War in Iraq: Not a Humanitarian Intervention

I have been troubled by the transparency of the administration and its apologists falling back increasingly on the ‘humanitarian’ justifications for the invasion of Iraq as the justification of averting an imminent threat has evaporated. Here, Ken Roth of Human Rights Watch, which has the credibility of having documented and remonstrated about Saddam Hussein’s abuses for decades, writes in the Human Rights Watch World Report 2004 that the humanitarian argument does not bear up under examination. The human rights emergency in Iraq was no more dire than in many other parts of the world where we do not choose to intervenq; “the Iraq war was not mainly about saving the Iraqi people from mass slaughter, and …no such slaughter was then ongoing or imminent”. Why have standards? A lesser emergency is still an emergency, right? Roth points out that the capacity for military intervention is finite, and if it is used in lesser emergencies (even in cases, unlike Iraq, where the moral urgency is unambiguous) the capacity to face greater atrocities may be lacking.
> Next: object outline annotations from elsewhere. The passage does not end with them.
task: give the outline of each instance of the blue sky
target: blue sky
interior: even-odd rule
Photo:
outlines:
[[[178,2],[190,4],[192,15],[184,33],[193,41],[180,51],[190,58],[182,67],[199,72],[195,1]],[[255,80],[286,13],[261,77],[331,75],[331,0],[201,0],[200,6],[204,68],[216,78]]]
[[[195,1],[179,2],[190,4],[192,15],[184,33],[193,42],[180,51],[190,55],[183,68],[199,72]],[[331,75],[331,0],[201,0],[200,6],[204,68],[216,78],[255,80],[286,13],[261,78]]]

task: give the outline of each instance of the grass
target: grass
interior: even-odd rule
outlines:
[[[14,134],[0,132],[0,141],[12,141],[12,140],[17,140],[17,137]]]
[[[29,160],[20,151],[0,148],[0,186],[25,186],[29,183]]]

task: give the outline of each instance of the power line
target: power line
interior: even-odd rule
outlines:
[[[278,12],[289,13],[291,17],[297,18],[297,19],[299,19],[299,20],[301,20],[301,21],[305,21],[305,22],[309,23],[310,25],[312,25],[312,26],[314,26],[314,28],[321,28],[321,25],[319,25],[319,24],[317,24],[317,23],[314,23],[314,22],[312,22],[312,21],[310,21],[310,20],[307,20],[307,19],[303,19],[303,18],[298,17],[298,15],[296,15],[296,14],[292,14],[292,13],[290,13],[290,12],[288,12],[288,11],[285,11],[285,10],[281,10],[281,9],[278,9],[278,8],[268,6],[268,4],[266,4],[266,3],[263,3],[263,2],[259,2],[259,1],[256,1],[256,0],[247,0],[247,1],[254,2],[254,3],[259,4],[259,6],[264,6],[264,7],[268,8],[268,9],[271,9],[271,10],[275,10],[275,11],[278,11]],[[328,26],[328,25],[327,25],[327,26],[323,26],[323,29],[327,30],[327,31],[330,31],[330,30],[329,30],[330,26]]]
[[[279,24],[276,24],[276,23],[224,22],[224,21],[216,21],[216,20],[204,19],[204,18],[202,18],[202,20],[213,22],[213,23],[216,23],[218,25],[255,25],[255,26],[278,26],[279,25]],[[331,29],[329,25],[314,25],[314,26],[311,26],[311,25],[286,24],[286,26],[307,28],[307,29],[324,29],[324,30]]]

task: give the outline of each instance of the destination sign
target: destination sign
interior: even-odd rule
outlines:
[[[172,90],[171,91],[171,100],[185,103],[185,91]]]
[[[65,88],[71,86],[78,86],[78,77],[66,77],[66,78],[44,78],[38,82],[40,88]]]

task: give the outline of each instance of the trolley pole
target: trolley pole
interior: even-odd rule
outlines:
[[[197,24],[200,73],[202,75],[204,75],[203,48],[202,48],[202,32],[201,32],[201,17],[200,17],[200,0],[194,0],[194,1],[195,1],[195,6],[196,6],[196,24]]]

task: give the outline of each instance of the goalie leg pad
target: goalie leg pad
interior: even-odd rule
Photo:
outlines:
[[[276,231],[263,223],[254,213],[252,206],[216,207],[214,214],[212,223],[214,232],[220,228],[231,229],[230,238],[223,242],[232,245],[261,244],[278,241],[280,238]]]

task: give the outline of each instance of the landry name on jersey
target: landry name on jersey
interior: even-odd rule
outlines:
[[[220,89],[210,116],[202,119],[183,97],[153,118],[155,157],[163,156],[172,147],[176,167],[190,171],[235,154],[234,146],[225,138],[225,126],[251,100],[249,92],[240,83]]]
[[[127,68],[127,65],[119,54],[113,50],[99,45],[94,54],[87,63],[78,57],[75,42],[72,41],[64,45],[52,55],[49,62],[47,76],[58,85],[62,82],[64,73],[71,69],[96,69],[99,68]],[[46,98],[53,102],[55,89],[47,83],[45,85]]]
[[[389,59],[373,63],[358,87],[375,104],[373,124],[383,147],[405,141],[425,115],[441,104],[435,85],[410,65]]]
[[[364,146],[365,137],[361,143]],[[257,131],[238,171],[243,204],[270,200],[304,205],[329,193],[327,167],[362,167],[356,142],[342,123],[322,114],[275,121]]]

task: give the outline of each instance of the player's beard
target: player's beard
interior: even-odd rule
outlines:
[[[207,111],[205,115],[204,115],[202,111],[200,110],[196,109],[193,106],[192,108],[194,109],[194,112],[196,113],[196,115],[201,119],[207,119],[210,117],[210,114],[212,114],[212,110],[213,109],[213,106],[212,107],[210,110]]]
Undermining the international legal order by violating another soverign country’s borders, especially without the support fo the world community, further impairs international protection of human rights. In short, the intervention fails Human Rights Watch’s standards for a humanitarian response — it was not a last resort, was not intended or structured to be for the benefit of the Iraqi people, departed in multiple respects from interventions acknowledged by the world community as legitimately humanitarian, had no endorsement by multilateral aothorities, and was not structured effectively to prevent doing more harm than good. I share Roth’s concern that there be an international multilateral consensus on criteria (hopefully, similar to those he outlines in this manifesto) for humanitarian interventions, preferably with the force of treaty law. It is unlikey the U.S. under its present administration would be a party to such an accord, given our repeated insistence that we will brook no interference in our right to defend ourselves and the unreasoned fluidity among the various pretexts offered for our unilateral adventurism abroad. But it would make the US’s renegade status more unambiguous and serve as a legitimate basis for international penalties for our arrogance and defiance.